出典: フリー百科事典『ウィキペディア(Wikipedia)』 (2022/10/10 22:51 UTC 版)

クローン携帯(クローンけいたい)は、「正式に契約された携帯電話と全く同じ電話番号を持ち、事業者側でその識別が不可能な端末がどこかにあり他人に利用されている」携帯電話のことである。

技術上の可能性

携帯電話のシステムでは、利用者には見えないところで端末ごとに固有の識別番号 (ID) が付与されており、電話番号とIDの対応を事業者の認証センターで把握・管理するシステムをとっている。従って端末に記憶された電話番号を書き換えただけでは、発信元の電話番号は変更されない。発信元端末・受信先端末の判別などは事業者のセンター側で行い、実際の呼び出しや課金などは固有IDによって判断される。また、固有IDは通信認証時に暗号化されて事業者間でやりとりされるため、通信を傍受して固有IDを盗み出すことは困難である。しかし、携帯電話端末からSIMカードまたはFOMAカードを取り出し、そのICからパソコンを使ってデータを抜き出して別のICに書き込み、クローニングする手段が現れた。中国では MAGICSIM や SIMMAX など比較的安く買える書き換え可能なメディアが流通しており、現在アジアを中心にクローン携帯が増加している。

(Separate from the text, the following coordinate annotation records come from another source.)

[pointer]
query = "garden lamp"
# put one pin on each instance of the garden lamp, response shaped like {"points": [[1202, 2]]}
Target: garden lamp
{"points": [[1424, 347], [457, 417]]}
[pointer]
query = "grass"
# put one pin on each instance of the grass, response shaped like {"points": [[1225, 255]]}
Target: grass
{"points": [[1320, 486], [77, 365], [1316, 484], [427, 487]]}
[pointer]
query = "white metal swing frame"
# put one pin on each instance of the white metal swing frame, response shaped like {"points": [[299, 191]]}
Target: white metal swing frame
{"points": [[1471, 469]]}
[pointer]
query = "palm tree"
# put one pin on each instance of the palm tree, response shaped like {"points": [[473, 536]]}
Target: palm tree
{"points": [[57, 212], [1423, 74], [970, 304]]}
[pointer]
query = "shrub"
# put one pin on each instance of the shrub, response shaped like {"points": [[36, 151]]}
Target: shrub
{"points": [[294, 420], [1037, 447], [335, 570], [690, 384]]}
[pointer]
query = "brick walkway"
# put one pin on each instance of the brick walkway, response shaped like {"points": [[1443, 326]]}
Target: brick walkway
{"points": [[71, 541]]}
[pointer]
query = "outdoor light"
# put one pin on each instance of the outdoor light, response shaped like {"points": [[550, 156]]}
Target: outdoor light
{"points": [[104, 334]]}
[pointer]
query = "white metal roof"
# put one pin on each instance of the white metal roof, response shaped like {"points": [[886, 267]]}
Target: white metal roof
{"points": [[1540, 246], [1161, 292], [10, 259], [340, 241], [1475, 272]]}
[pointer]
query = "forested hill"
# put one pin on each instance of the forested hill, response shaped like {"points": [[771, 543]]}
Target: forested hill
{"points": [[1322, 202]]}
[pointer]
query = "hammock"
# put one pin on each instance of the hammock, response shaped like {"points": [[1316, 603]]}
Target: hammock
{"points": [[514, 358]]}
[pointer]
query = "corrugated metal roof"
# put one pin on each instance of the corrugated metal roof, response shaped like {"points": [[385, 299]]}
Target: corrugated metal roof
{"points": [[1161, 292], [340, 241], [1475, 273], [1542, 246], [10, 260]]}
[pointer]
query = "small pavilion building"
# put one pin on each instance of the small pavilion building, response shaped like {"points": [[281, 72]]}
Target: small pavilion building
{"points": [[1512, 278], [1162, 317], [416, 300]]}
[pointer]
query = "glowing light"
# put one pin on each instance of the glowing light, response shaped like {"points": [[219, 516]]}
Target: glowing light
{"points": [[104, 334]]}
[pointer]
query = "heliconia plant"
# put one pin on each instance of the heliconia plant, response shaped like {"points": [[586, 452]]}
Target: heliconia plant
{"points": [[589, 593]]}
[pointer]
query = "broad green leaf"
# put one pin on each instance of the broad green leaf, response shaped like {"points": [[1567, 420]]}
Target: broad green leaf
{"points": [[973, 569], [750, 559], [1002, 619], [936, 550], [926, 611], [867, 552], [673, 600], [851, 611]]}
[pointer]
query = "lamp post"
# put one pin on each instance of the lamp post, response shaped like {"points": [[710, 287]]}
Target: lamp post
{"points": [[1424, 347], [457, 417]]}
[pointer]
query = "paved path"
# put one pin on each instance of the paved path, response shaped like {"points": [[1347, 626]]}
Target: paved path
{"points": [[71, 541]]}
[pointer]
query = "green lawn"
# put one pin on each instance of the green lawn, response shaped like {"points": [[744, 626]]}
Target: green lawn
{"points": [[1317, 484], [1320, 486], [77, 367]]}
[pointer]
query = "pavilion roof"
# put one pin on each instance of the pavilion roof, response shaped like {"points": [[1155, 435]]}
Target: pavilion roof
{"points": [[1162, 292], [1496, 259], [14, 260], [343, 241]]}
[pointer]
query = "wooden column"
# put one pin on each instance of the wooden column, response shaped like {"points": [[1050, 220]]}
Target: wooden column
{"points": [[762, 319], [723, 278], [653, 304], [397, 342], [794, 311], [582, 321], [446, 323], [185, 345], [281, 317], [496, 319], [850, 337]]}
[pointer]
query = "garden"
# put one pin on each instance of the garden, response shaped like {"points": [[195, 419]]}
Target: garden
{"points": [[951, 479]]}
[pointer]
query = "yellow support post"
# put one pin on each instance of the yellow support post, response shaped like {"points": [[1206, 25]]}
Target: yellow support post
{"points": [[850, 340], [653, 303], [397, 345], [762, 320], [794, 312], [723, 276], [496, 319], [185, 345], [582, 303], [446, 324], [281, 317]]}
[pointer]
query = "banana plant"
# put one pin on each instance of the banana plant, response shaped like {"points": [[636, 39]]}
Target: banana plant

1980年代から「μPD403D」というヒューズROM(ヒューズを電気的に焼き切りプログラムを書き込む素子)に固有の電話番号を書き込むID-ROMを悪用し、自動車電話機に別の携帯電話番号を設定した不正な通話が多発したが、当時はクローン携帯ともクローン自動車電話とも呼ばれず単に違法無線と呼んだ。

1990年代になり、デジタルツーカーなどのLSIを手がけた日本エルエスアイカードが製造し日本道路公団が普及させたLSIハイウェイカードなどが大量に偽造されて流通し、ハイウェイカード(通称ハイカ)の廃止につながった。これに伴い携帯電話会社は、LSIデータの解析による個人情報流出を防ぐためとして、LSIを利用した一切の携帯電話機種の店頭取扱を廃止し回収することを各社新聞紙上で公示し、おおむねKDDIは2000年9月まで、NTTドコモは2000年11月まで、顧客の選ぶ新機種との無料交換を店頭でも広告した。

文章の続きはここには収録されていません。